The underground railroad that crisscrosses the United States, connecting the apartments and rehearsal spaces and basement studios of indie musicians who seem to make a living out of thin air, has created its own social dynamic. It seems naive to talk about "scenes" in terms of single cities, like Austin or Chapel Hill (the current fave rave is Omaha), because the scenes are as fluid and overlapping as the music.
Singer-songwriter Tara Jane O'Neil emerged from the close-knit, lo-fi avant-garde of the Louisville, Ky., underground, whose most famous product, the "ugly rock" band Slint, contributed a lot of ideas (as well as a few members) to the Chicago post-rock movement led by Tortoise and Gastr Del Sol. In the early '90s, O'Neil played bass in Rodan, a highly regarded Slint acolyte unit which itself splintered into various projects, each with its own sonic agenda. O'Neil's personal vector led to New York, where she teamed with like-minded miniaturists in a number of marginal groups.

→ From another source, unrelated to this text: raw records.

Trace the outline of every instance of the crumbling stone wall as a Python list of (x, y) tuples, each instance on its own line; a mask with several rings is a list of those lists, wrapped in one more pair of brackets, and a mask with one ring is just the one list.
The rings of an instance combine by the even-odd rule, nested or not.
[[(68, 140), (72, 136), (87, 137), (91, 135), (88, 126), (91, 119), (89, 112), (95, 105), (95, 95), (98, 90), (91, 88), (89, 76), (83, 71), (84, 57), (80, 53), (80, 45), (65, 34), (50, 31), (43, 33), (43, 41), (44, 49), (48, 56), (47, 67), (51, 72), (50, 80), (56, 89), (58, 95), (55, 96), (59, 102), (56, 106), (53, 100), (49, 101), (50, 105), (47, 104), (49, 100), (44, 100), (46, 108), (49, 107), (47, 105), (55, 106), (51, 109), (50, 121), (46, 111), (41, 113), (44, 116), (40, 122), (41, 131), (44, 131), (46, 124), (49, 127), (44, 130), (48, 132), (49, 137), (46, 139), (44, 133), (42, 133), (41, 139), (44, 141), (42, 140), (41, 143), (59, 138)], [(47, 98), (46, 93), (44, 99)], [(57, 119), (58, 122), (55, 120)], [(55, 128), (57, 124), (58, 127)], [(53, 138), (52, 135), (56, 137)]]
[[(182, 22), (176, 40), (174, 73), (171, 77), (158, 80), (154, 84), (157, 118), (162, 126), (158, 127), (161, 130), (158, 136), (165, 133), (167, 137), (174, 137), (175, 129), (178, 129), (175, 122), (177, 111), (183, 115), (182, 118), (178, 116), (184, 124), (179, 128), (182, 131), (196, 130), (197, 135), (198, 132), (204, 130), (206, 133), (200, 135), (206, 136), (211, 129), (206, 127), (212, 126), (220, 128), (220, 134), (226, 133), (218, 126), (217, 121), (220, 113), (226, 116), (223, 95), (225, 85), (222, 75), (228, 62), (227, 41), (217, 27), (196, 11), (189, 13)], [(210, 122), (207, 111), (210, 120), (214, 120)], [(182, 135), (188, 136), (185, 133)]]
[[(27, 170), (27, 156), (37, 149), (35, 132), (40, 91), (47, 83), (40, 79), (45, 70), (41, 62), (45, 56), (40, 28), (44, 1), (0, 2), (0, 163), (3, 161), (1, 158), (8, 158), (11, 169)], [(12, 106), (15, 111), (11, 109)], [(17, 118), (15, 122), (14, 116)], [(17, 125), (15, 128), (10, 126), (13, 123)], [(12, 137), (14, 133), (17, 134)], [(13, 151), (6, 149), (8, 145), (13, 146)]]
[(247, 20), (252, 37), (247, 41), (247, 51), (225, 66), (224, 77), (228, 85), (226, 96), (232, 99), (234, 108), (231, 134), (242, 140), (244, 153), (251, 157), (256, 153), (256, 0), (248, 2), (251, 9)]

By the time she released her second solo album, "In the Sun Lines," last year, O'Neil was a seasoned traveler on the railroad. Along the way, the free-noise aesthetic she developed with Rodan had been leavened by the blanched acoustic folk that swept the Northeast in the mid-'90s. The record contains real songs that often channel recognizable forms (bossa nova, murder ballads, soft pop) but never turn out the way you expect them to. Her constructivist approach is geared toward mood rather than meaning, and despite the cut-rate trappings, the album contains the kind of rich, emotionally wet music that's made Arab Strap the darlings of the eternally pessimistic.
Recently, O'Neil teamed with Daniel Littleton, leader of the Brooklyn-based chamber-rock band Ida, for an album of mesmerizing minimalist instrumentals called, appropriately, "Music for a Meteor Shower." Like O'Neil's, Littleton's songs seem built rather than written, though he's more tolerant of traditional melodies and his lyrics are as comfortable on the page as they are coming out of his mouth.
Performing as a duo and separately, these two may prove to be a dangerous combination for borderline suicides, but as regular riders of the underground rails, they've used their experience and open minds to create original and compelling music. Hop aboard, and watch your step.